The report makes clear that this gap is not driven by awareness alone. Infrastructure availability, hauling distances, contamination concerns, and limited end markets all influence whether food waste is diverted or disposed. In many parts of the state, access to nearby processing facilities remains limited, leaving landfill disposal as the default option even for recoverable material.
Economic and Climate Implications
The DNR frames food waste as a systems issue with both climate and economic consequences. When landfilled, food waste generates methane, a potent greenhouse gas, while foregoing opportunities to return nutrients to soils or produce renewable energy through anaerobic digestion.

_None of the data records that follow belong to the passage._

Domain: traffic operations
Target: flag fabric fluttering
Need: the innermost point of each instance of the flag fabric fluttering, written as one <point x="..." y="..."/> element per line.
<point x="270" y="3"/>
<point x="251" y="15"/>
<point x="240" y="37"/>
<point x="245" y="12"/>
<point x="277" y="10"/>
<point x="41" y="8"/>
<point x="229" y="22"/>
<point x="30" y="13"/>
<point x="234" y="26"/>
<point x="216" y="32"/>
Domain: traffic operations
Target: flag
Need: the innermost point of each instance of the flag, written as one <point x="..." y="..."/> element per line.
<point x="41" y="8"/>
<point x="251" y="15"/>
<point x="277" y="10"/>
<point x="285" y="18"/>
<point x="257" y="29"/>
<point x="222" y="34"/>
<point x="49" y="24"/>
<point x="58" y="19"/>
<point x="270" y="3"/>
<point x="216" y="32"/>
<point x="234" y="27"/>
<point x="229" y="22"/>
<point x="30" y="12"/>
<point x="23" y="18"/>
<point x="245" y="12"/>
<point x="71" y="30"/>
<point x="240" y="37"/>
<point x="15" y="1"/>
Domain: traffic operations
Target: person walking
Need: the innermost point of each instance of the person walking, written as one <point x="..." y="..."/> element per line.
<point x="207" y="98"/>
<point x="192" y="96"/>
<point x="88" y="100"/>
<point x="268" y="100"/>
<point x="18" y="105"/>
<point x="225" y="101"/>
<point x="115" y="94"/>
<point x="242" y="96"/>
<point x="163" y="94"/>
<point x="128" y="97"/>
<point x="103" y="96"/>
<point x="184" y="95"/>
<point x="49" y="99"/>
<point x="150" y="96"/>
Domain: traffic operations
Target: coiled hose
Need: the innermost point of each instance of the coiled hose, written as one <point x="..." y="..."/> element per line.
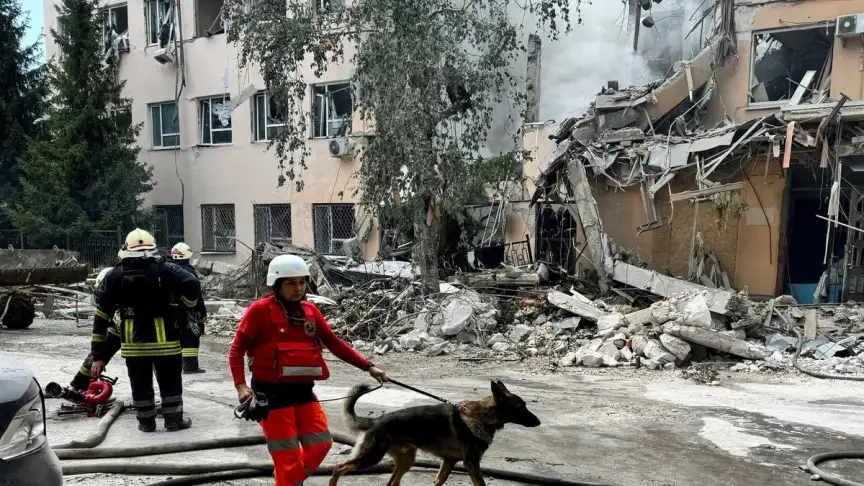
<point x="210" y="473"/>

ReFED data indicates that reducing food waste could significantly lower greenhouse gas emissions while delivering cost savings across the food system. For Wisconsin, this includes avoided landfill tipping fees, reduced long-term landfill management costs, and the economic activity associated with expanding organics recycling infrastructure.
The report aligns these findings with Wisconsin’s broader climate and waste reduction goals, emphasizing that data-driven planning is essential for directing investment toward solutions that deliver measurable environmental and economic returns.

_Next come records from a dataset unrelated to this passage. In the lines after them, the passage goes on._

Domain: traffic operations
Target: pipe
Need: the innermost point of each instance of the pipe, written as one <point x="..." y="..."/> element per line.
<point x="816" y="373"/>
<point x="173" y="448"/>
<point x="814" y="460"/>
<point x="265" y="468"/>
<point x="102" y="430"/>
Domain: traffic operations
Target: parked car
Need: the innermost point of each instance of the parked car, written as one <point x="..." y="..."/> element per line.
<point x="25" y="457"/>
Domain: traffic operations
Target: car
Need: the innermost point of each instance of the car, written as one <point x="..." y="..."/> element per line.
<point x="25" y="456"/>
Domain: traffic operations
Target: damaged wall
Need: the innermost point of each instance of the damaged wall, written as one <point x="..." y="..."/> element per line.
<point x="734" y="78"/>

Infrastructure and Participation Gaps
One of the clearest takeaways from the DNR assessment is the uneven distribution of recovery options across the state. Regions with access to composting facilities, food donation networks, or anaerobic digestion capacity are better positioned to divert food waste. Rural and underserved areas face steeper barriers tied to transportation costs and limited processing capacity.
The report also highlights the role of generator participation. Even where infrastructure exists, successful diversion depends on consistent source separation, contamination control, and clear guidance on acceptable materials. ReFED’s analysis reinforces this point, noting that participation and behavior change remain critical bottlenecks nationwide, not just in Wisconsin.
Local composters interviewed in related media coverage echoed these challenges, pointing to limited capacity and inconsistent participation as constraints on growth. The statewide data suggest that while individual operators are making progress, broader coordination will be required to unlock meaningful diversion at scale.
What the Data Enables Next
By quantifying food waste generation and disposal at this level of detail, the DNR report provides a foundation for next steps. Policymakers, local governments, composters, and investors can use the data to identify priority regions, assess infrastructure gaps, and design programs aligned with real-world conditions.
Importantly, the report reinforces a hierarchy of solutions. Prevention and food donation deliver the greatest environmental and social benefits, while composting and anaerobic digestion play essential roles in managing unavoidable food waste.
As Wisconsin considers how to act on these findings, the nearly 900,000-ton figure stands as both a warning and an invitation. The material is already being generated. Whether it continues to be landfilled or becomes a resource will depend on how effectively data is translated into coordinated action across the state’s food, waste, and agricultural systems.